Com apenas 26 semanas de gestação, Sydney Fernandes nasceu em Lyon, França, no dia 26 de novembro de 1989. Dezassete horas depois do parto, a sua mãe biológica faleceu devido a um cancro de que sofria. O pai, emigrante em França desde muito jovem, cuidava já de sete filhos e não possuía condições estáveis para cuidar de mais uma criança. Decidiu, então, trazer Sydney para Portugal, na altura com cinco meses, para ficar ao encargo de Eulália Almeida, sua irmã, tia de Sydney.

Foi no Porto que Sydney cresceu e estudou, chegando a tirar dois cursos, um em Programação e outro em Design Digital. Já a sua juventude foi marcada por vários episódios de bullying e de dificuldades na escola, consequentes da sua homossexualidade, e da sua hiperatividade e défice de atenção. Conta-nos que, desde pequeno, não gostava de «seguir regras» e que sempre se considerou muito independente e de ideias fixas. «Eu era um terrorista, ia para o hospital quase todos os meses, todas as semanas. Cheguei a derreter a orelha, desapareci durante umas férias em Benidorm, porque quis ir sair à noite. Só apareci em casa às duas da manhã.»

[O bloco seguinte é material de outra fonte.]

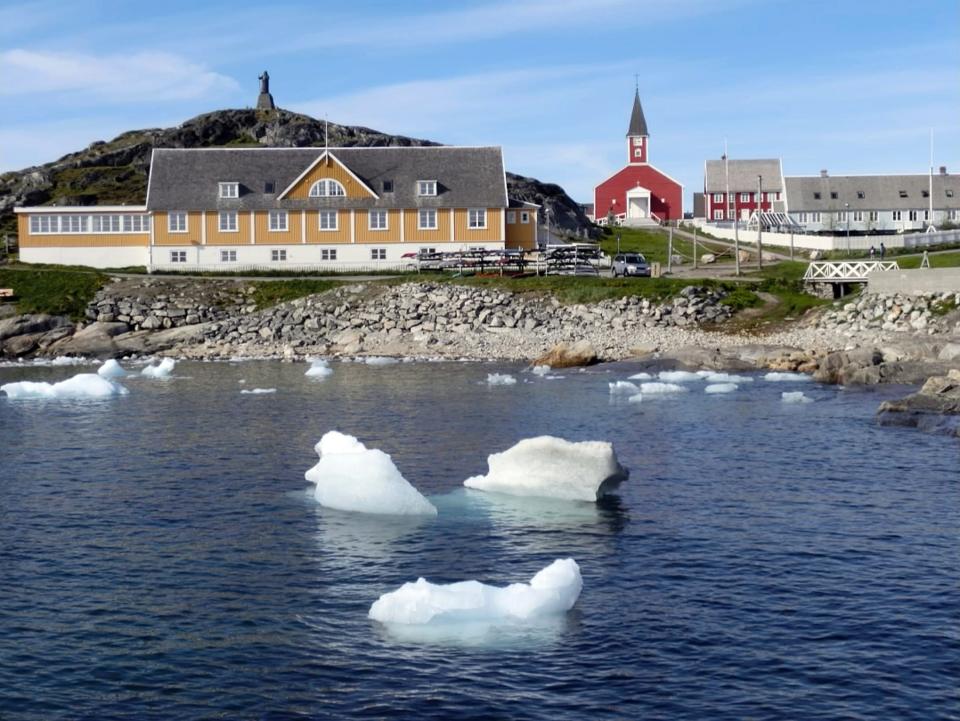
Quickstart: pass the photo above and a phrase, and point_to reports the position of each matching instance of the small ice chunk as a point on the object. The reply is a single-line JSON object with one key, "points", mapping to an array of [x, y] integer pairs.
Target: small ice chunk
{"points": [[352, 477], [661, 388], [783, 377], [162, 370], [552, 591], [553, 468], [319, 368], [111, 369], [678, 376], [720, 388], [83, 385]]}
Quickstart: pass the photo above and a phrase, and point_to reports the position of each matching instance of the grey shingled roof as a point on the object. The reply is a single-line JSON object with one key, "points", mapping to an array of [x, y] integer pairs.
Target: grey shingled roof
{"points": [[186, 179], [880, 192], [743, 175], [638, 123]]}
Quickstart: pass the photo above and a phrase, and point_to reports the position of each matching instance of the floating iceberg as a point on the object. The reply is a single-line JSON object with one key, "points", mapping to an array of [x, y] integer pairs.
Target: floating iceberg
{"points": [[111, 369], [319, 368], [782, 377], [720, 388], [83, 385], [352, 477], [553, 468], [551, 592], [163, 370]]}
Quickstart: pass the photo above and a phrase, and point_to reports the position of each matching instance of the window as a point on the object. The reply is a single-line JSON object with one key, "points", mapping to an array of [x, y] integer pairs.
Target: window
{"points": [[328, 220], [278, 220], [177, 222], [326, 188], [477, 218], [428, 220], [228, 221]]}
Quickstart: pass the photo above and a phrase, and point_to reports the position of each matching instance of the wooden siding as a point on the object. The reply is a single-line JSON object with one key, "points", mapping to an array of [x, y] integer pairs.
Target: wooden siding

A sua tia Eulália, hoje com 71 anos e a quem Sydney chama «mãe», confirma este relato. «O 5.º e o 6.º anos de escolaridade foram os piores. O Conselho Diretivo ligava-me todos os santos dias», começa por nos contar. A este espírito rebelde, acrescentava-se o facto de Sydney se recusar a tomar a sua medicação para a hiperatividade, pois, segundo suas palavras, «não queria estar a reduzir as minhas capacidades só para ser aceite na sociedade». Atualmente, com 32 anos e residente em Sevilha desde 2022, admite aceitar a sua condição e ter percebido que precisa de a controlar com medicação.

Sydney Fernandes © Fotografia da cortesia de Eulália Almeida

 

Conta-nos que sempre gostou de ser o centro das atenções e de ser «efeminado». Isso trouxe-lhe alguns problemas na socialização durante a sua adolescência, numa época em que a homossexualidade era ainda interpretada como um tabu. Chegou a mudar de escola aos 14 anos, ingressando depois no Instituto Profissional de Tecnologias Avançadas (IPTA), pois percebeu que tinha muita facilidade com a área informática.

«Recordo-me de ser chamada à escola para uma reunião de pais e de me dizerem que ele era o melhor aluno da turma», relata Eulália Almeida. «Eu estava tão habituada a receber más notícias que ainda perguntei se estavam mesmo a falar do Sydney.»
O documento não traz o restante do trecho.